Though anthropologists, linguists, and historians have tried, I don't know that anyone will ever explain these mysteries definitively. But after my visit to Mirror of Korea, I've decided that someone had better explore the possibility of a link to Central Europe. For at least in culinary terms, the Korea I experienced for those two hours is where the steppe meets Szczecin, where Manchuria meets Malopolska. What was the Man Du Twee Gim, after all, if it wasn't a slightly tart version of peirogi? Like Polish dumplings, thy were pan-fried and stuffed with meat and light seasoning, but the vinegary soy dipping sauce made them even more delicious (and an even better accompaniment to beer).

The Go Dung U Gui took the Central European resemblances in a different direction. This mackerel dish was served simply and straight up for the fish lover: uncut, unfilleted, lightly grilled, and unadorned except for a kim chee side. It was how you might eat the day's catch along the Baltic coast. The kim chee was your sauerkraut, and the light salting was supposed to prepare your palate for the meat dishes, which were to be the heart of the meal.

The meat dishes more than matched this prelim. The sliced marinated beef with lettuce wraps (Bul Go Gi), a Korean mainstay, was served medium-well and still sizzling, which contrasted nicely with the crisp coldness of the lettuce. (Do you remember the McDonald's McDLT? You know, one side was hot, and the other side was cold. Well, it was that tasty.) The hot and spicy chicken stir-fry (Dahk Bok Uhm) was also a highlight, and unexpectedly so. You can get a hot and spicy chicken/pork/beef in any Asian restaurant, and no matter if it's Chinese, Vietnamese, or Thai, the dish is almost always drowning in a salty, MSG-laden gravy that makes the meat and veggies a soggy afterthought. But Mirror of Korea did it a little differently. Tipping the hat to their Magyar-Slovak cousins, they concocted a sauce that combined Hoisin flavors with a subtle paprika-like quality. It was interesting and unusual, and unlike most Minnesotans, I mean that in a good way.

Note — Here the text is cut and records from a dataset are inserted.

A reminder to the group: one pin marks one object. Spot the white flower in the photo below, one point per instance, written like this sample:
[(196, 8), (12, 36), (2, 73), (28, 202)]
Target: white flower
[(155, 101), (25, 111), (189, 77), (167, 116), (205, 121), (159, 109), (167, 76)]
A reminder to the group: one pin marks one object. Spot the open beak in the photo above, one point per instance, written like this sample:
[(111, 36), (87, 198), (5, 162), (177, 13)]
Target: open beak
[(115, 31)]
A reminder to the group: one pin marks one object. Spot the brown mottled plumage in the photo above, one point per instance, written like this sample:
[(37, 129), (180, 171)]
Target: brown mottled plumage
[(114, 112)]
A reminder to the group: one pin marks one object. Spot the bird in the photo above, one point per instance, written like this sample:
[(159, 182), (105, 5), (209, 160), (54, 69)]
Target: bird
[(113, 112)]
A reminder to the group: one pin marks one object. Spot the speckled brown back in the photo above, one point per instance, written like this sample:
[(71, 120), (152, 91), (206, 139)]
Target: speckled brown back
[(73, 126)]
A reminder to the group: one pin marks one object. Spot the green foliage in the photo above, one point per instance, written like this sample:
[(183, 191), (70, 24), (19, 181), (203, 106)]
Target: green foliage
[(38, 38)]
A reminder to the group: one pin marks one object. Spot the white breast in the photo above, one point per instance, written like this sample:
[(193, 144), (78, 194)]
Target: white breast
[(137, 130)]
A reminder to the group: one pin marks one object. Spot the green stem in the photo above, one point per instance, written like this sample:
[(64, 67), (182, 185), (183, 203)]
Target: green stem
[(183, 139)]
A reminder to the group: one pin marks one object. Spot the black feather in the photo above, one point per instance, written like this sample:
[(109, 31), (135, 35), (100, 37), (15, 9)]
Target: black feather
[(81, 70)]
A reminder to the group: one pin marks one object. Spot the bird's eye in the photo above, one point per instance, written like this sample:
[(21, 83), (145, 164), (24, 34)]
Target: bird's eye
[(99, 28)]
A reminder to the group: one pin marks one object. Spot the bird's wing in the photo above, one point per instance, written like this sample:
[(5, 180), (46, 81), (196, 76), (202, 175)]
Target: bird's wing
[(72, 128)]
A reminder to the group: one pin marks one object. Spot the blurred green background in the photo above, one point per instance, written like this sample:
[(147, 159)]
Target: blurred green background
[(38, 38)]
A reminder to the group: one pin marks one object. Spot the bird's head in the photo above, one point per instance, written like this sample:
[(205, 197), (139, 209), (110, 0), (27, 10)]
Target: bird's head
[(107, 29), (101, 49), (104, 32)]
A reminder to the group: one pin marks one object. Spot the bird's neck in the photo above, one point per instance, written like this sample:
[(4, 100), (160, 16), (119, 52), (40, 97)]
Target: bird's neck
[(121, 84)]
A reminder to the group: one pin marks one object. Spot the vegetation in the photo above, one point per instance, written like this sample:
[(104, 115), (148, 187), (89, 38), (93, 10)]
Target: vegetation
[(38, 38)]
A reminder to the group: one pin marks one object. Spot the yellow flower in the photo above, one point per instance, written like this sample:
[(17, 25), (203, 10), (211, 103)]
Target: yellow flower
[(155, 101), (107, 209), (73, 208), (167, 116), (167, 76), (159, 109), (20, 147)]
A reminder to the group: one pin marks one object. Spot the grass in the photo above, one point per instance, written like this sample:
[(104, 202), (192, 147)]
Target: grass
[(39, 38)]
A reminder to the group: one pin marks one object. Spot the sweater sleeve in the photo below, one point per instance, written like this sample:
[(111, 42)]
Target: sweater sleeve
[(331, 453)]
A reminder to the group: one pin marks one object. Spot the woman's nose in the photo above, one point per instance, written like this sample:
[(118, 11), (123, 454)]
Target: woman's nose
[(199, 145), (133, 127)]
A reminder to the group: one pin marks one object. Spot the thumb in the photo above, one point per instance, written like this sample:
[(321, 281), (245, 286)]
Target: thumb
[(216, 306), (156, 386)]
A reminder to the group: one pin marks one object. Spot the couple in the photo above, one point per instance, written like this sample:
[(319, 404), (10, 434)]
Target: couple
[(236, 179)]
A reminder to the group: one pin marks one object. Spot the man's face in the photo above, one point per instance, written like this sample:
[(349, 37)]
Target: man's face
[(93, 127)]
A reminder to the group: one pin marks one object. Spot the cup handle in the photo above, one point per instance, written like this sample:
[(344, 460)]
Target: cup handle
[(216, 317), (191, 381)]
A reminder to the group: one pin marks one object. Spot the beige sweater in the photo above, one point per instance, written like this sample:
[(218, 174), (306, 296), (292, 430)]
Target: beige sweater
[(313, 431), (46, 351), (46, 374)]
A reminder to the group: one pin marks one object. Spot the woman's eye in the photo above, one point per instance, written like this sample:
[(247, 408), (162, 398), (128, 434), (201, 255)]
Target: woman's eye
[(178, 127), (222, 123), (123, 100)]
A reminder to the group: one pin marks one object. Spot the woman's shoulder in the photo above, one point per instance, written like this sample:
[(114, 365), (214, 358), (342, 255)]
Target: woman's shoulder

The only Central European parallel that didn't work out very well was our decision, on a lark, to try the pork sausage and blood cake with tripe. Since I love Hungarian blood sausage, I figured this would be one of those disgusting-sounding dishes that is actually delicious (a la fried liver or bone marrow on toast). But, no, it was just disgusting. The problem is that this wasn't just cooked blood over a filler, like blood sausage. As the menu said, it was blood cake. That's a lot of blood, especially when it's coagulated. Combined with the glandular consistency of tripe, it was a little like eating the flu.

But don't let the blood cake turn you off. Steer clear of it and order everything else. Mirror of Korea is a wonderful Twin Cities original. I give it 3 of 4 tines.